Ia juga menyoroti katalis eksternal yang turut memengaruhi sentimen pasar, yaitu kesepakatan tarif impor antara Amerika Serikat dan Jepang pada Selasa, 22 Juli 2025, dengan tarif sebesar 15%.
“Lalu, apa dampaknya bagi Indonesia? Saya melihat ada dua sisi, positif dan negatif. Sisi positifnya, kesepakatan dagang ini mengurangi ketidakpastian global terkait tarif. Bahkan, indeks volatilitas VIX turun hingga 11,71% pekan lalu,” jelas Imam.
Negatifnya terhadap Indonesia, karena Jepang merupakan salah satu kontributor terbesar dalam Penanaman Modal Asing (PMA) di Indonesia.
Pada kuartal I 2025, Jepang merealisasikan investasi sebesar USD 1 miliar atau sekitar Rp16 triliun (asumsi kurs Rp16.000 per dolar AS). Dengan meningkatnya investasi Jepang ke AS, ada kekhawatiran bahwa porsi investasi ke negara lain, termasuk Indonesia akan dikurangi.
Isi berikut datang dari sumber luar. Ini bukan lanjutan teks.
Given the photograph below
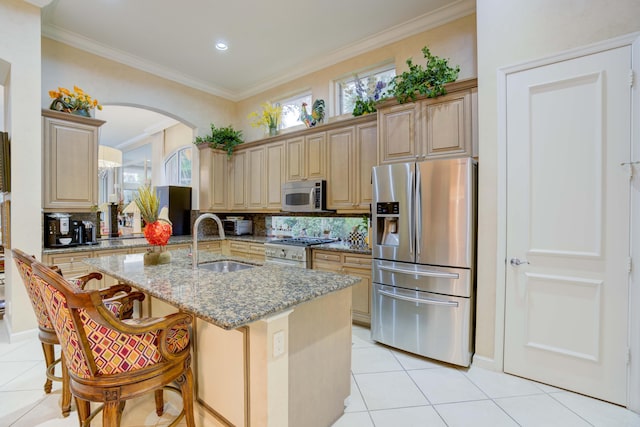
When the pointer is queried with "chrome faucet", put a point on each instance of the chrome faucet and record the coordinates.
(196, 223)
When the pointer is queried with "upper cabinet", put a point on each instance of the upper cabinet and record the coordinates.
(351, 154)
(306, 157)
(70, 162)
(430, 127)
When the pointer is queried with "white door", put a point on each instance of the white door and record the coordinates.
(568, 215)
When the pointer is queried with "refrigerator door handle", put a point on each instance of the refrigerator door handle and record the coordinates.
(438, 274)
(411, 218)
(418, 204)
(419, 300)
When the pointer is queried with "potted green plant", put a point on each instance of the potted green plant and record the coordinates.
(427, 81)
(224, 138)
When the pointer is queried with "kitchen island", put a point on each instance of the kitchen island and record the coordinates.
(272, 344)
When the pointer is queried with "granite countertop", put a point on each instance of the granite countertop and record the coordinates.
(228, 300)
(128, 242)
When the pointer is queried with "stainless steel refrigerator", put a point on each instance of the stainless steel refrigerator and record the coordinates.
(424, 240)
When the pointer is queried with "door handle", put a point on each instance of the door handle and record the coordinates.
(419, 300)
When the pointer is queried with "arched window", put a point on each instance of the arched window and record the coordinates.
(177, 167)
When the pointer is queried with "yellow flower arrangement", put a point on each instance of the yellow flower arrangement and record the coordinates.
(78, 100)
(269, 118)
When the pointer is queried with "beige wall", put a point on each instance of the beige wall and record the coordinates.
(455, 40)
(115, 84)
(510, 33)
(20, 48)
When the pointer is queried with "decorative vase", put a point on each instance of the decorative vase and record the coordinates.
(157, 255)
(158, 233)
(83, 112)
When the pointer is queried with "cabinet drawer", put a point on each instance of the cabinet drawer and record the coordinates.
(68, 258)
(357, 261)
(326, 256)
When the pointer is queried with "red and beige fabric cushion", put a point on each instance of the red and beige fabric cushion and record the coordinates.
(63, 325)
(115, 352)
(34, 295)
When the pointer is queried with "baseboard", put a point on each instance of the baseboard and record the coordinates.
(20, 336)
(485, 363)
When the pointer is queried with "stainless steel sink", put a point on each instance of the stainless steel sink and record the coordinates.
(225, 266)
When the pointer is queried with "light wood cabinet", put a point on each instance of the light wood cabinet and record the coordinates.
(237, 180)
(430, 127)
(214, 179)
(275, 174)
(351, 153)
(306, 157)
(256, 182)
(70, 162)
(354, 265)
(265, 175)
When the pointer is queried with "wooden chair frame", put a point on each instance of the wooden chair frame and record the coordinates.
(114, 389)
(48, 337)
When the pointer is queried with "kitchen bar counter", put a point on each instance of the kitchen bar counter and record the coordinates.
(137, 242)
(227, 300)
(271, 344)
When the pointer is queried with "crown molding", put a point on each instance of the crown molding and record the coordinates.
(417, 25)
(39, 3)
(83, 43)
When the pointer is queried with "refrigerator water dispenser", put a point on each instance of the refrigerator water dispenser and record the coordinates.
(388, 215)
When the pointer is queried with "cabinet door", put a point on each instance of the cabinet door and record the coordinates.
(360, 266)
(220, 179)
(275, 174)
(237, 184)
(399, 133)
(315, 156)
(448, 125)
(295, 159)
(256, 182)
(341, 169)
(366, 156)
(213, 176)
(70, 158)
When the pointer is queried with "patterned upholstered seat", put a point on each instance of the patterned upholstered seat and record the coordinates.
(118, 299)
(111, 360)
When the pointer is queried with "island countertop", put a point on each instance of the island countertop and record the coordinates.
(228, 300)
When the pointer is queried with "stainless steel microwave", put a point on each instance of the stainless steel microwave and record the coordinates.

Dari dalam negeri, Imam menyoroti kebijakan baru Kementerian Energi dan Sumber Daya Mineral (ESDM) yang mewajibkan seluruh perusahaan tambang mineral dan batu bara untuk mengajukan ulang Rencana Kerja dan Anggaran Biaya (RKAB) mulai Oktober 2025. Perubahan besar lainnya, pengajuan RKAB yang sebelumnya berlaku tiga tahun, kini akan dilakukan setiap tahun.
“RKAB tiga tahunan memberikan kepastian hukum dan stabilitas bagi investor untuk merencanakan produksi, pembelian alat berat, kontrak ekspor, maupun pinjaman bank. Tapi dengan RKAB tahunan, izin operasi hanya berlaku 12 bulan, sehingga rencana jangka panjang menjadi lebih berisiko dan bisa tertunda,” tegas Imam.
Ia mencontohkan, jika sebuah perusahaan tambang berencana membeli alat berat senilai Rp100 miliar dengan masa pakai lima tahun, maka dengan sistem RKAB tahunan, perusahaan menanggung risiko jika izin tahun berikutnya tidak disetujui. Akibatnya, alat berat bisa menjadi tidak produktif.
“Mengajukan dan menunggu persetujuan setiap tahun berarti akan ada tambahan waktu dan biaya administratif. Jika sistem digital ESDM belum siap atau terjadi bottleneck, izin bisa terlambat dan menyebabkan penghentian sementara produksi,” pungkas Imam.